Terminology Integration
As NMT becomes a key tool in professional translation pipelines, it is important for models to respect domain-specific terminologies. We explore methods to incorporate terminological constraints into NMT systems, ensuring that translations remain accurate and consistent with specialized vocabulary.
Evaluation
Evaluating MT quality remains challenging. Existing metrics often require large human-rated datasets or fail to generalize across languages and domains. Our work investigates methods for building reliable, automatic evaluation metrics that can assess translation quality even in low-resource settings.
Low-Resource Focus
Most MT research has historically focused on a small set of well-resourced languages, leaving millions of speakers underserved. Our goal is to shift the focus toward traditionally ignored languages, creating translation systems that serve diverse linguistic communities.
Dictionaries as Resources
Dictionaries are often the easiest or quickest resource available for low-resource languages.

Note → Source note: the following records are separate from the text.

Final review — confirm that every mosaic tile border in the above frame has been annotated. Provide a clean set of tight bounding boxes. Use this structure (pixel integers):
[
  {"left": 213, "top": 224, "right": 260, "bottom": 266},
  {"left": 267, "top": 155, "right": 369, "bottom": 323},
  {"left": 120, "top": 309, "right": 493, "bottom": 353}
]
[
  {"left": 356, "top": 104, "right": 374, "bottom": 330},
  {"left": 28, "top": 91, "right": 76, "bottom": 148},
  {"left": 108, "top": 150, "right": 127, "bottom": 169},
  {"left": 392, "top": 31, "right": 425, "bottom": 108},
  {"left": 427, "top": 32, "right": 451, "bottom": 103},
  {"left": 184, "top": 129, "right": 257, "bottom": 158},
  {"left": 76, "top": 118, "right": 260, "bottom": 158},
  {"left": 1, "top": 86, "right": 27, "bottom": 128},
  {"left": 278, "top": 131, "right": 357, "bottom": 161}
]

We investigate how external resources, combined with limited parallel data, can be leveraged to build effective MT models for these languages.
Speech Translation (ST)
Data Filtering
Much of the data available online is noisy or misaligned, especially for low-resource languages. Poor language identification and alignment issues exacerbate this problem. We focus on developing filtering techniques to identify high-quality data and improve the reliability of mined datasets.
Data Augmentation
Low-resource languages often lack sufficient parallel speech-text datasets. To address this, we explore methods for generating synthetic parallel data, such as leveraging Text-to-Speech technologies, to augment existing datasets and build more robust Speech Translation models.